We had a major incident early on resulting in all traffic being diverted back to v16. As it turned out, one of the internal libraries being upgraded had two versions. We’d made changes on an earlier version that were not merged back in. Looking at the main branch, which was running the “latest” version of that library led to the incident.
Even in the best executed project, unforeseen errors can happen. Fortunately the rollout strategy allowed for limited interruption while we debugged, then we resumed flow to v17. We did end up combing through all the other plugins to ensure this was a one-off mistake—an arduous, but necessary task.
We saw an incredible 100% improvement in API throughput (requests per second). At first, we saw some scary dips in our graph, but realized they were a side effect from testing the number of connections each container has to the database. Results of these tests led to understanding that better connection handling on the database side would increase throughput as well.
While admittedly pretty painful, the upgrade was absolutely worth it. The positive impact to performance on Lob’s API is the most obvious benefit, but on the whole it made our teams more efficient moving forward.

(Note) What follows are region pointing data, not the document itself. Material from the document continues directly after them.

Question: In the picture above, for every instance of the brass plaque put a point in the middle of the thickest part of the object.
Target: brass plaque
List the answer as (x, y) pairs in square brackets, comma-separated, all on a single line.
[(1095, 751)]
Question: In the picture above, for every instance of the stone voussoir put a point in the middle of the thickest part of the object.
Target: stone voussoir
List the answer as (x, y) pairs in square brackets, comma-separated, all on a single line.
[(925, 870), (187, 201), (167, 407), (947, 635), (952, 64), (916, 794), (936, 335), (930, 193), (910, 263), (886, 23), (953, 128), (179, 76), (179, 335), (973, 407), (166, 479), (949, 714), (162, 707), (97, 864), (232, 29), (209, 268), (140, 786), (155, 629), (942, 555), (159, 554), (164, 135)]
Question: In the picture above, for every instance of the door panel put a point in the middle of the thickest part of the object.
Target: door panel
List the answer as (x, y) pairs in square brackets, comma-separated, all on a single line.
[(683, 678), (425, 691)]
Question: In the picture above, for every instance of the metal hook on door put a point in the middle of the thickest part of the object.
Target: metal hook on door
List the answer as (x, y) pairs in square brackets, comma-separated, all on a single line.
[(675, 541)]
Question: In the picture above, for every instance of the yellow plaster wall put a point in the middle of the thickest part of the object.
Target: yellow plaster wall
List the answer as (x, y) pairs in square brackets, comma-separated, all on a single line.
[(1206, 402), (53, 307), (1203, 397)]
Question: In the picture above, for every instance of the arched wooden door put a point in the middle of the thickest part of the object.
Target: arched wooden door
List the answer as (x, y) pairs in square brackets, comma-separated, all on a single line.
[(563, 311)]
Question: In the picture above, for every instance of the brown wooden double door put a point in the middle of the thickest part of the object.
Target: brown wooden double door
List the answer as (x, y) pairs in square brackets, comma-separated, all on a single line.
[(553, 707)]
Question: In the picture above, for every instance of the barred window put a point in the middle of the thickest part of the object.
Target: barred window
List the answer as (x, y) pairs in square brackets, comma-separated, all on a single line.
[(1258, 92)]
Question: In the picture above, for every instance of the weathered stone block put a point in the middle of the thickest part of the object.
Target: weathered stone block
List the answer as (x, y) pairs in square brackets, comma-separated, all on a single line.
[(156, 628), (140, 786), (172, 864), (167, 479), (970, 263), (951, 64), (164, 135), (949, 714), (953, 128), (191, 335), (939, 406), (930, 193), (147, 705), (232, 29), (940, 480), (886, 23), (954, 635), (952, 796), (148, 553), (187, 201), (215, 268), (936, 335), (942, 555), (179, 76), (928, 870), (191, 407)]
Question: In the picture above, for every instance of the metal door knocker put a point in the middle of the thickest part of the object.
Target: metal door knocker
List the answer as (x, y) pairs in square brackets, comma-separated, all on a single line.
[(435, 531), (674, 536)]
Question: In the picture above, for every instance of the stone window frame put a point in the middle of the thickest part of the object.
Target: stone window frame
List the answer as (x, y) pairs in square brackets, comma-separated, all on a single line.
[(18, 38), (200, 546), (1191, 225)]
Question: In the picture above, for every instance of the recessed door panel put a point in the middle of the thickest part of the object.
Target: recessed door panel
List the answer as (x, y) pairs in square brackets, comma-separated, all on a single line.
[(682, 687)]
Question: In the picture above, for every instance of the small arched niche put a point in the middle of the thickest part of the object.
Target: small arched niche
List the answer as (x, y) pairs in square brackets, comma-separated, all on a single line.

Hapi Version 18 included minor improvements for performance and standards compliance. This was followed by Version 20, another small release. Less significant changes certainly meant quicker subsequent upgrades for us, but we also applied the processes we put in place along with lessons learned from the initial upgrade.
The project was a powerful reminder to take the time upfront for better estimation. (Check out Why Developers Suck at Software Estimation and How to Fix It.) Are there patterns or duplicative work; if yes, would automation/a tool help? We followed a uniform process for updating each plugin; this consistency made the process as efficient as possible under the circumstances. Our “double-rainbow” deployment allowed for a smoother cutover and the opportunity to debug without impact (and we learned to prioritize percentage of errors over number of errors).
We will definitely employ these methods to make similar upgrades less sucky—and hope you can too.